Cunda’nın zengin tarihçesi, adanın bugünkü dokusunu şekillendiren en önemli unsurlardan biri. Asırlar boyunca Rumların yaşadığı bu ada, mübadele döneminde Girit ve Midilli’den gelen Türklerle yeni bir kimlik kazanmış. Eski Rum evlerinin restore edilip pansiyonlara dönüştürüldüğü Cunda’da, taş mimarinin en güzel örneklerine rastlamak mümkün. Bu tarihi evlerin birçoğu, günümüzde ziyaretçilere nostaljik bir konaklama deneyimi sunuyor.
Cunda, sadece tarihi ve mimarisiyle değil, aynı zamanda nefis lezzetleriyle de tanınan bir yer.

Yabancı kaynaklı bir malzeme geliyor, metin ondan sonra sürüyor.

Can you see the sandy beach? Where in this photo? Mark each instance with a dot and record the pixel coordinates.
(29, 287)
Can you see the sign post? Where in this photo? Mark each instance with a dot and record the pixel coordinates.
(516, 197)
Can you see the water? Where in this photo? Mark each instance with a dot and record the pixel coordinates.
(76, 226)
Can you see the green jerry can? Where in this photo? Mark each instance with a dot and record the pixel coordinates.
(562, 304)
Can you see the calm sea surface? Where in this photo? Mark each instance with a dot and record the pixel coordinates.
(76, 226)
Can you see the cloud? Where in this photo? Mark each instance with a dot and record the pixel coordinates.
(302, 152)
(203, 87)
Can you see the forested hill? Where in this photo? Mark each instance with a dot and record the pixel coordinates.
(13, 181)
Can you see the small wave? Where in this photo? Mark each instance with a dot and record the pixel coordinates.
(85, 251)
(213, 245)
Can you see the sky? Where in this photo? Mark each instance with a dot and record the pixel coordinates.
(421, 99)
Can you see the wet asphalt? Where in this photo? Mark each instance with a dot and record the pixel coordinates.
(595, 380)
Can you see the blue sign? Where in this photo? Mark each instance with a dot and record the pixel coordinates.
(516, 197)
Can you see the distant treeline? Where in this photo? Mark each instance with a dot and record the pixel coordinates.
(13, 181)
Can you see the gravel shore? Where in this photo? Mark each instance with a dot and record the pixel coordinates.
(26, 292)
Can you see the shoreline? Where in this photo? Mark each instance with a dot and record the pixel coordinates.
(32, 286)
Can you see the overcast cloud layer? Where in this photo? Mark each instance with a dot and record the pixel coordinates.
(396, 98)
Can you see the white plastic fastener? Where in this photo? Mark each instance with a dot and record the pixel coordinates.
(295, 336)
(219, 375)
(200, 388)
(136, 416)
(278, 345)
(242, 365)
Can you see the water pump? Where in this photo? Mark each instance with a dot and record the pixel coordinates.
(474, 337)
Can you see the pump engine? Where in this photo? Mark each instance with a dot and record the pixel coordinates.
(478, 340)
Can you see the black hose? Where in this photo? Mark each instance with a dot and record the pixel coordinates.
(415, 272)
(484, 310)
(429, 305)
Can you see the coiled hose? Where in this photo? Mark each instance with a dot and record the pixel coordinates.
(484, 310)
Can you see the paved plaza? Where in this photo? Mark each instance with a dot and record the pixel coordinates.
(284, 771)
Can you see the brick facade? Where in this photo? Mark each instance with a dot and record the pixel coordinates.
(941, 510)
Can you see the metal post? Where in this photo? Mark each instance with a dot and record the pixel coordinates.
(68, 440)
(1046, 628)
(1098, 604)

Girit ve Midilli’den gelen göçmenlerin miras bıraktığı zengin mutfak kültürü, adanın gastronomi turizminin merkezi olmasını sağlamış. Burada Girit ezmesi, ahtapotlu pilav ve kabak salatası gibi özel lezzetleri tatma fırsatını bulabilirsiniz. Elbette adanın eşsiz doğal güzelliklerini de unutmamak gerek. Öyle güzel bir atmosferi var ki, bağlı bulunduğu Ayvalık’ı son yıllarda yaz turizmi açısından sollamış durumda.
Cunda’ya geldiğinizde Taş Kahve’de bir kahve molası verebilir, Aşıklar Tepesi’nden panoramik manzarayı izleyebilir ve görkemli Taksiyarhis Kilisesi’ni keşfedebilirsiniz. Özellikle yaz aylarında nüfusu on binlerce kişi artan Cunda, tarihi dokusu, doğal güzellikleri ve lezzetleriyle misafirlerini ağırlamayı bekliyor. Siz de adaya adım attığınızda, Ege’nin büyüleyici atmosferine kapılabilir ve buradan ayrılmak istemeyebilirsiniz. Cunda’nın sunduğu huzur, doğa, tarih ve lezzet dörtlüsü, burada geçireceğiniz zamanı unutulmaz kılacak.